L’impossible retour – Amélie Nothomb
Dans son dernier livre publié aux Editions Albin Michel, Amélie NOTHOMB nous relate son voyage retour au Japon en mai 2023, lorsqu’elle accompagne une amie photographe. Elle qui a quitté à plusieurs reprises son pays d’enfance et de jeunesse et vécu « un arrachement traumatique » devient alors guide touristique.
Nous la suivons d’abord jusqu’à Kyoto, la ville aux mille temples, puis dans Tokyo, la gigantesque, où elle nous conduit dans des lieux de gastronomie et de beuverie parfois improbables. À cette occasion, elle découvrira avec un mélange d’étonnement, de crainte, de plaisirs ou d’émotions, les liens qui unissent sa mémoire et ce pays où elle est née et qu’elle chérit tant, mais que l’étrangère qu’elle est devenue a parfois du mal à se réapproprier lorsqu’elle y voyage. En inconditionnelle d’Amélie Nothomb depuis ses débuts, j’ai évidemment apprécié la lecture de ce livre. Je n’y ai cependant pas retrouvé tout l’enthousiasme ressenti à la découverte de son avant-dernier opus Psychopompe en 2023, dont j’avais aimé la profondeur et l’intimité.
Certes, il y a également ici de grands moments d’émotion : lorsqu’elle se remémore ses retours précédents au Pays du Soleil Levant, que ce soit sur les lieux de son enfance pour les retrouvailles avec sa Nounou (Avez-vous vu ce magnifique reportage de 2013 « Une vie entre deux eaux » ?), ou lorsqu’elle nous exprime sa nostalgie en revivant le retour au pays avec son père en 1989, ou encore quand elle ressent l’illumination et la transe zen du Kensho devant le Mont Fuji et l’hypnotique attirance visuelle pour une robe en soie vert jade dans un parc de Tokyo, autant d’expériences difficiles à concevoir pour les pauvres occidentaux non initiés que nous sommes.
La forme que j’apprécie chez l’autrice est également présente. L’érudition et les références littéraires (Mishima et son Pavillon d’or, L’œuvre de Zola, A rebours d’Huysmans…), son écriture si particulière et reconnaissable, ciselée, précise, débarrassée de tout superflu, allant à l’essentiel avec les mots justes qu’on dirait créés tout spécialement pour l’expression de ses pensées. L’humour aussi, l’ironie menant parfois jusqu’à l’auto-dérision (Ne ratez pas le passage de la queue aux toilettes !). Bref, la patte d’Amélie que j’aime tant !

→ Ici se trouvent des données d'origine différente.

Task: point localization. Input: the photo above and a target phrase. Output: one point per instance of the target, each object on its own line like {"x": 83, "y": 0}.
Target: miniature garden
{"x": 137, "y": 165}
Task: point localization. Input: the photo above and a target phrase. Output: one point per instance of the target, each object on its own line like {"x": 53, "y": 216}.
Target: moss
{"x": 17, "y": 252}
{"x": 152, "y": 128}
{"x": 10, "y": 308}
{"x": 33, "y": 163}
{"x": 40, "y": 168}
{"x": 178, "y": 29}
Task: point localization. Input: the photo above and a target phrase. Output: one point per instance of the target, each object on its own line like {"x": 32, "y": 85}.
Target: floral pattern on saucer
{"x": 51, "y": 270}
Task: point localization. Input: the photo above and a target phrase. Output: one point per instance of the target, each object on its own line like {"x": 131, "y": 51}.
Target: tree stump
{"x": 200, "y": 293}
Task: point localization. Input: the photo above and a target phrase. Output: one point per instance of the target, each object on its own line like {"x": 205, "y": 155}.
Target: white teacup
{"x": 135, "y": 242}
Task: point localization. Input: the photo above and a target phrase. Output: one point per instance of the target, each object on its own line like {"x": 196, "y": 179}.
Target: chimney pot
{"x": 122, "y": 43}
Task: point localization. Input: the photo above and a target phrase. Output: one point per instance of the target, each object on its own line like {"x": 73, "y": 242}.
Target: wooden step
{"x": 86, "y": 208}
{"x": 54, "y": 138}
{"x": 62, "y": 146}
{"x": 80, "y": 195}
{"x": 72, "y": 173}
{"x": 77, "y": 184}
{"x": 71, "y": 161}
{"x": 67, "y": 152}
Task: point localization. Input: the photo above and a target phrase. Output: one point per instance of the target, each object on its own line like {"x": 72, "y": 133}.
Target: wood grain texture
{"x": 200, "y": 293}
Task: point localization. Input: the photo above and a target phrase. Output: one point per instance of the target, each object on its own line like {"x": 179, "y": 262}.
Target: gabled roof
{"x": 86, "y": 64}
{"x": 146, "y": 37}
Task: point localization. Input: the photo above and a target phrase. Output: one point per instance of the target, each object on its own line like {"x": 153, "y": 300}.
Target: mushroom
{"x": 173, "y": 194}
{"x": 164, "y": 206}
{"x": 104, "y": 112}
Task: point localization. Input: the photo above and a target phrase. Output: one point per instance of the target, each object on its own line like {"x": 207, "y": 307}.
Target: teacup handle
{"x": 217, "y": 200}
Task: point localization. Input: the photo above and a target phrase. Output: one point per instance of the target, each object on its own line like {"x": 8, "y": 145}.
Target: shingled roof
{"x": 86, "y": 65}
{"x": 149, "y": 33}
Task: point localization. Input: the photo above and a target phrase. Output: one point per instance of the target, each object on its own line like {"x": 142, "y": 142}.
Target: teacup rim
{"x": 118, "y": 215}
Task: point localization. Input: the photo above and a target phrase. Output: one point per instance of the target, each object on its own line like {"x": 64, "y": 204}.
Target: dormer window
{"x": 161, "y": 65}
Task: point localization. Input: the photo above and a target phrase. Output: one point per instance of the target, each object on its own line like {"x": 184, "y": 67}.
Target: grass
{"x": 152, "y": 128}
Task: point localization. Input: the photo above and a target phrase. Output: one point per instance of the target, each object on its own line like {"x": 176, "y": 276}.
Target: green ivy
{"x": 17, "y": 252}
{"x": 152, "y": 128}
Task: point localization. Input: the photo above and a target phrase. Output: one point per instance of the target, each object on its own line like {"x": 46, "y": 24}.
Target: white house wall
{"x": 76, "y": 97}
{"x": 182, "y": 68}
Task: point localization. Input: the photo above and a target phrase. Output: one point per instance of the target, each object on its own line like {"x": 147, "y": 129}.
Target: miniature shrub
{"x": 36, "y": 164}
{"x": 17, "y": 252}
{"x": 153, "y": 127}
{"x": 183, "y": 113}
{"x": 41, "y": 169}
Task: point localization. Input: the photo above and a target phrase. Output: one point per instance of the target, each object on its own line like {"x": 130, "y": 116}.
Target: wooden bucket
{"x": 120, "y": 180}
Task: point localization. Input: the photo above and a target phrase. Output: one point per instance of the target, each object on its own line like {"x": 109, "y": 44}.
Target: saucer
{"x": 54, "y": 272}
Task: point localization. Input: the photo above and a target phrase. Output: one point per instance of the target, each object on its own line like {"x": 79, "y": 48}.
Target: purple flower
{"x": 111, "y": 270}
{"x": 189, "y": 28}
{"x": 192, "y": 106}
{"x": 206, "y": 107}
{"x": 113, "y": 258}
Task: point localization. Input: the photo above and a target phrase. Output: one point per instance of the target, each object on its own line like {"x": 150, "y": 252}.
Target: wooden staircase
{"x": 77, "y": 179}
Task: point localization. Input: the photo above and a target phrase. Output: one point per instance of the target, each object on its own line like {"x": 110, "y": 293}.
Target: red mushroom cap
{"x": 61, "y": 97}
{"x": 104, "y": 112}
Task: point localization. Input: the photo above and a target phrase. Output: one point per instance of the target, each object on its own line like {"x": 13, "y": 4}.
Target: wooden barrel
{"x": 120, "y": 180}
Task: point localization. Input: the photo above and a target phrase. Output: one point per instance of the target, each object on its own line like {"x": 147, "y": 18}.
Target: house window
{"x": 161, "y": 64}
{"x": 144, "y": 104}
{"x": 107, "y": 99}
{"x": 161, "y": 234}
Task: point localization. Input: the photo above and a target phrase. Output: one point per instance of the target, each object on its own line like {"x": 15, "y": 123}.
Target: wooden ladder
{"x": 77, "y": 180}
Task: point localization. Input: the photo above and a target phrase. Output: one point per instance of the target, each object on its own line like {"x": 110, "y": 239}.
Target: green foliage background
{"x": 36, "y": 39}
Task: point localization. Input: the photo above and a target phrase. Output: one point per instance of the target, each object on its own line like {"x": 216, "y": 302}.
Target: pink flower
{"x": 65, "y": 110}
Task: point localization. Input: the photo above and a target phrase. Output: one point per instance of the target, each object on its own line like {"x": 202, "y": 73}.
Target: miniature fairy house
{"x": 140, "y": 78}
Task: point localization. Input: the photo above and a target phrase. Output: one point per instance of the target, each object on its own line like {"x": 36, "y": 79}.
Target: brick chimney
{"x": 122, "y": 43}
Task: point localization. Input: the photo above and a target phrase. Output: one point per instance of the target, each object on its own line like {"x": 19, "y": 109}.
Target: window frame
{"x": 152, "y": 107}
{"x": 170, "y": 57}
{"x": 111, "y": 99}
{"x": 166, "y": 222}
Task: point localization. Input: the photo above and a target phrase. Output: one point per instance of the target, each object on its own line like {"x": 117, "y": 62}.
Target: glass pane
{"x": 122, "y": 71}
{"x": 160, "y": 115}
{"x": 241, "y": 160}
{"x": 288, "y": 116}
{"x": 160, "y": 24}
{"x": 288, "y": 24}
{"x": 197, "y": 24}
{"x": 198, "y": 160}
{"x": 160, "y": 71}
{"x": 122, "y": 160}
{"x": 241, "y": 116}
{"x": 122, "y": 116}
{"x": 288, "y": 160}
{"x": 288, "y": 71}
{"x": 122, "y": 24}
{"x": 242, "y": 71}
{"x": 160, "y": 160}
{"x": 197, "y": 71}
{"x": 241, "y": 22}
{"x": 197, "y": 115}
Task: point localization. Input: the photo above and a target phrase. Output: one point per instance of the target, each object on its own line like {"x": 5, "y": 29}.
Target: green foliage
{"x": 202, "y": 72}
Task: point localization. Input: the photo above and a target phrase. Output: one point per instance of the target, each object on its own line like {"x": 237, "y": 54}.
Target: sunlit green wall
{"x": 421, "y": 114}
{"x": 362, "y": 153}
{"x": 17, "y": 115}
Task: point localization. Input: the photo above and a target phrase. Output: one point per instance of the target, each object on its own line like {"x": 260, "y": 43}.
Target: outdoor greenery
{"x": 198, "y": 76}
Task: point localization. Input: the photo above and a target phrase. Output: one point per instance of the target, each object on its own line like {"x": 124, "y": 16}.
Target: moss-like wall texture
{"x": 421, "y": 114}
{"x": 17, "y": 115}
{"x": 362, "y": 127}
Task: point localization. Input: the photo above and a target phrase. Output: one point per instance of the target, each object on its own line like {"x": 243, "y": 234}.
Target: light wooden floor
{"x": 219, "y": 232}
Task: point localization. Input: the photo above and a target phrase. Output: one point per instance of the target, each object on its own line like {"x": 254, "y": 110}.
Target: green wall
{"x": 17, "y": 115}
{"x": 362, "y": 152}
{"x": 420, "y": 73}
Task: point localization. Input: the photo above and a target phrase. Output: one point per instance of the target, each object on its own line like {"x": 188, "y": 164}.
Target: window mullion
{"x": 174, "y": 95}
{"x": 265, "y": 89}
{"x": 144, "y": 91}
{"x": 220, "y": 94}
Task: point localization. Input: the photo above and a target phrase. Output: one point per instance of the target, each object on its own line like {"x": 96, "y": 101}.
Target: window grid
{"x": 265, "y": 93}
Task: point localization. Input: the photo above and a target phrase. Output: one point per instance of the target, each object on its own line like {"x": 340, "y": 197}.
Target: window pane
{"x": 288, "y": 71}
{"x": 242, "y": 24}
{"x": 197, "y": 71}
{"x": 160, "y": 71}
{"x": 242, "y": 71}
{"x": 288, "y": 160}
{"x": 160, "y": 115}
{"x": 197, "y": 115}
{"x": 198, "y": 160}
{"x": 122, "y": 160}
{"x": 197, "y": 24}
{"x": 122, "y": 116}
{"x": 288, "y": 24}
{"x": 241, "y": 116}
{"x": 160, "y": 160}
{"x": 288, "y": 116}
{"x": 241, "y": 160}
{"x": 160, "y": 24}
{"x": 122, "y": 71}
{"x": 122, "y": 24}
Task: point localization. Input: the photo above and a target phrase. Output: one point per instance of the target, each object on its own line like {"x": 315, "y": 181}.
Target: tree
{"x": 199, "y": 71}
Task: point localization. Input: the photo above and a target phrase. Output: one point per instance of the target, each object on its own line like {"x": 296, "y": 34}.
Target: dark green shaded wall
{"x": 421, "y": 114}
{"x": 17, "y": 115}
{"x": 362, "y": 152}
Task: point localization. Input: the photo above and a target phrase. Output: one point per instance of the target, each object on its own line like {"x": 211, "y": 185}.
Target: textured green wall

Néanmoins, il m’a manqué un petit quelque chose, un je ne sais quoi…Peut-être aurais je tout simplement aimé que ce voyage dure plus longtemps (le livre ne fait que 158 pages), qu’Amélie soit seule pour nous emmener sur les traces de son Japon et de ses souvenirs, débarrassée d’une amie exigeante qui lui interdit toute nostalgie, et trop ancrée dans les standards touristiques pour apprécier la culture et les mœurs nippons. Finalement, le titre est plutôt lucide et l’autrice en a sans doute parfaitement conscience : il s’agissait réellement d’un impossible retour pour elle.
Dans ce récit, il me semble qu’il y a aussi l’expression de cette impossibilité inhérente à tout humain de revivre les émotions brutes de l’enfance et du passé. Elles sont inévitablement modelées, travesties par la vie qui a continué à s’écouler et par les fantasmes que l’on colle sur les souvenirs. Plus que le retour sur le lieu, c’est le retour à l’avant qui est impossible. Il n’y a souvent que des vestiges du temps passé et l’Amélie de La nostalgie heureuse ou de Stupeur et tremblements n’est qu’un fantôme et un souvenir. Rien d’étonnant à ce que ce voyage se conclue par ce terrible constat : « Tout retour est impossible, l’amour le plus absolu n’en donne pas la clef. »
Au final, ne serait-ce que pour découvrir ou redécouvrir son originalité de vie (son amour pour le champagne et ses levers quotidiens à 4 heures du matin pour écrire ne sont pas une légende, même en voyage !), cette singularité de pensée, de récit et de plume, cette sincérité aussi, je ne peux que vous conseiller d’embarquer avec Amélie ; pour ma part, je ferai encore beaucoup de voyages à ses côtés grâce à ses écrits.
« Une fois de plus, je vais quitter le Japon. Et à présent je ne peux plus accuser mes parents ou la fatalité. Je pars en adulte responsable, j’ai choisi de ne pas rester. Comment vais-je concilier une telle attitude avec l’amour infini qui me relie à ce pays ? »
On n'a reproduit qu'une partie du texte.